I love these key phrases which are littered throughout Dershowitz’s article, so soft and gentle: ‘the nature of permissible interrogation’, ‘questionable means’, ‘latitude’ (as in ‘should more latitude be afforded to interrogators in the preventive [sic] context’), ‘sometimes excessive efforts’ and so on. All this, mark you, is premised on one totally misleading statement. ‘Weapons of mass destruction in the hands of suicide terrorists with no fear of death and no home address have rendered useless the deterrent threat of massive retaliation.’ True – if such people existed. But there simply hasn’t been any suicide terrorist with a weapon of mass destruction – not ever. Like the weapons of mass destruction in Iraq – which were also, I recall, going to be handed over to suicide terrorists – they don’t exist. What Dershowitz is actually trying to do is change the laws so that we can torture legally when faced by this mythical beast, a creature that is in fact intended to instil fear in us (and thus persuade us to go along with another round of ‘waterboarding’).
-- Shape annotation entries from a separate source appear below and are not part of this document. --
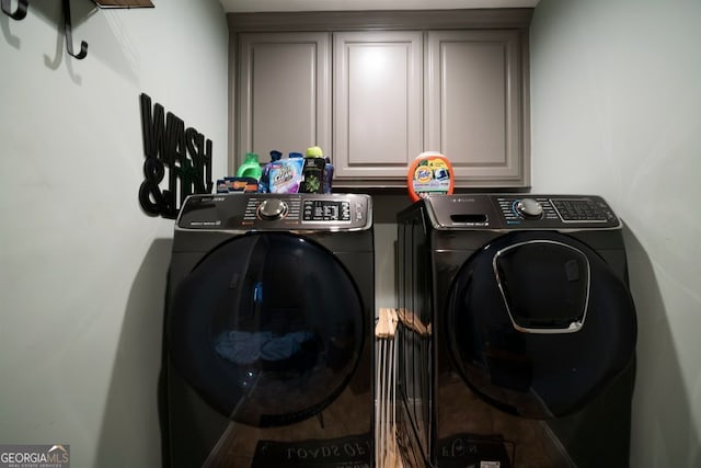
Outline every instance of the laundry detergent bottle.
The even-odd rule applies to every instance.
[[[261,192],[269,192],[271,191],[271,167],[275,163],[275,161],[279,161],[283,157],[283,153],[276,149],[271,151],[271,162],[265,164],[263,168],[263,174],[261,175],[261,184],[258,185]]]
[[[302,183],[299,186],[300,193],[323,193],[324,192],[324,167],[326,160],[324,153],[318,146],[307,148],[304,151],[304,169],[302,170]]]
[[[263,170],[261,169],[258,155],[255,152],[246,152],[243,164],[239,165],[239,170],[237,171],[237,178],[251,178],[260,181],[261,175],[263,175]]]

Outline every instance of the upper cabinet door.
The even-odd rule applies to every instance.
[[[426,147],[448,157],[460,186],[529,183],[520,34],[428,33]]]
[[[235,160],[331,148],[330,43],[329,33],[241,34]]]
[[[406,176],[423,147],[422,47],[417,31],[334,34],[336,178]]]

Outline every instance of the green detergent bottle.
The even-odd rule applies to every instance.
[[[263,170],[261,169],[258,155],[255,152],[246,152],[243,164],[239,165],[239,170],[237,171],[237,178],[252,178],[260,181],[261,175],[263,175]]]

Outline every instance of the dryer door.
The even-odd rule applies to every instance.
[[[528,418],[570,414],[632,361],[627,285],[591,249],[556,232],[514,232],[473,254],[444,322],[457,367],[493,404]]]
[[[363,321],[359,293],[333,253],[289,233],[252,233],[215,249],[177,285],[170,356],[221,414],[285,425],[344,389]]]

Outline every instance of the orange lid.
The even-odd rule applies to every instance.
[[[409,167],[406,187],[413,202],[428,195],[451,194],[453,185],[452,165],[437,151],[422,152]]]

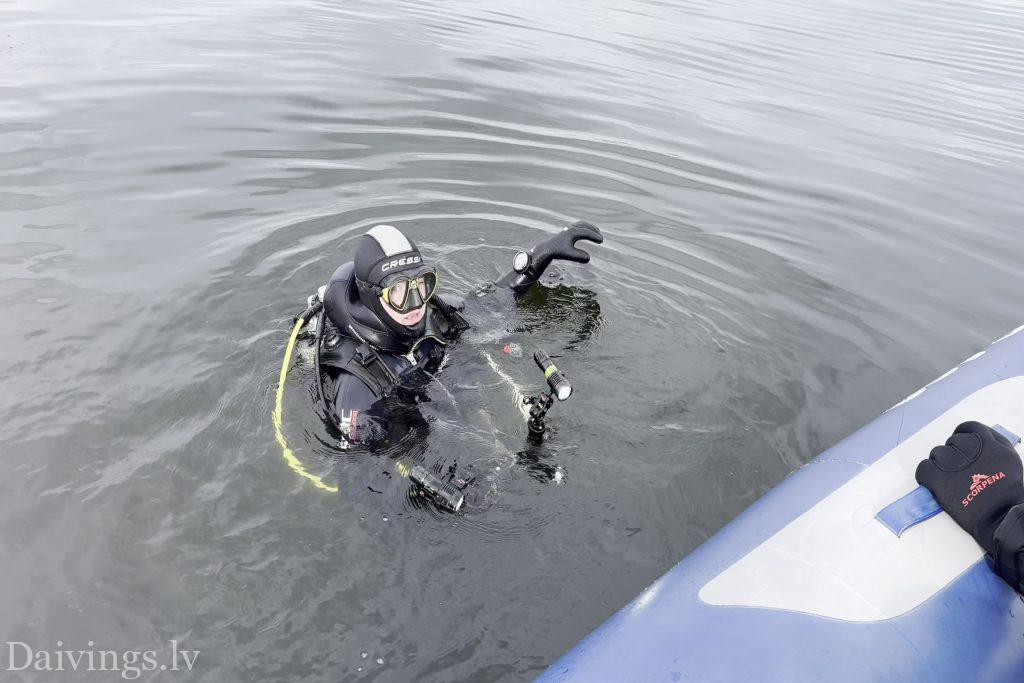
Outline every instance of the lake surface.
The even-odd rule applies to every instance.
[[[176,640],[205,681],[528,680],[1024,322],[1009,0],[0,22],[5,641]],[[339,493],[288,467],[291,317],[359,234],[398,226],[468,296],[580,218],[592,263],[494,297],[433,388],[417,457],[473,465],[465,513],[332,449],[301,352],[285,432]],[[575,393],[530,451],[484,358],[537,391],[538,346]]]

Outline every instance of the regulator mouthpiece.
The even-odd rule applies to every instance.
[[[466,497],[463,496],[455,483],[452,481],[441,481],[439,476],[430,472],[422,465],[417,465],[409,470],[409,478],[430,494],[438,505],[442,505],[453,512],[459,512],[463,503],[466,502]]]
[[[544,351],[538,350],[534,353],[534,362],[544,373],[544,377],[548,380],[548,386],[551,387],[551,392],[555,394],[558,400],[565,400],[572,395],[572,385],[569,384],[565,376],[555,367],[555,364],[551,361],[551,356]]]

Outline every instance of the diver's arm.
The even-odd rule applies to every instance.
[[[1024,595],[1024,504],[1010,508],[995,528],[992,546],[995,573]]]
[[[377,396],[362,380],[348,373],[341,374],[338,394],[334,399],[334,414],[343,438],[343,449],[372,446],[384,440],[388,424],[381,411],[373,410],[378,402]]]
[[[516,254],[512,264],[513,270],[499,280],[497,285],[516,293],[525,292],[544,275],[544,271],[556,259],[577,263],[590,262],[590,254],[575,246],[580,240],[601,244],[604,242],[604,236],[596,225],[586,220],[578,220],[571,225],[566,225],[528,252]]]
[[[1010,440],[965,422],[918,465],[916,477],[985,549],[995,573],[1024,594],[1024,466]]]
The whole torture fandango gathers weasel words like moss. Take a reference in the Wall Street Journal last month to torture as ‘aggressive interrogation techniques’. ‘Technique’ again, please note. I suppose that’s what you can claim the US soldier was applying when he last year stuffed an Iraqi general upside down inside a sleeping bag, sat on his chest and killed him. Take Agim Ç eku, the brutal KLA leader who has popped up as Kosovo’s prime minister, but who is still wanted for war crimes by Belgrade. The Financial Times did a wonderful portrait of him just over a week ago in which he was described as ‘slim and youthful… Mr Ç eku, 44, exudes an effortless authority born of long experience as a military commander’. Ho ho. You bet he does.

Chris Hitchens got in on the act last month when he tried to explain why the slaughter of twenty-four Iraqi civilians at Haditha didn’t mean a return to the days of My Lai massacres. So here we go. ‘Unjust though the assumption may prove to be, let us imagine that on November 19th, 2005, US Marines of Kilo company did indeed crack up and cut loose in Haditha…’ Get it? Their comrade had just been killed by insurgents. So the Americans may have ‘cracked up’ and ‘cut loose’. Later, Hitchens describes the massacre at Haditha as ‘a white-hot few minutes’, and later still he talks of a ‘coalition soldier who relieves his rage by discharging a clip’. A few seconds later and he is going on about the ‘alleged rampage’. Rampage! Ho ho. The point, of course, is that it takes much more than a ‘clip’ of ammunition to kill twenty-four civilians. And it takes a long time – not a ‘few’ minutes – to go from room to room, amid the shrieking children who are being slaughtered and the women trying to protect themselves from murder, to blast that many people to death. Some ‘rampage’.

So what does it take to run the earth these days? Effortless authority, I suppose. A little bit of ‘excess’, plenty of ‘technique’ and a mere clip of ammunition. Completely and absolutely.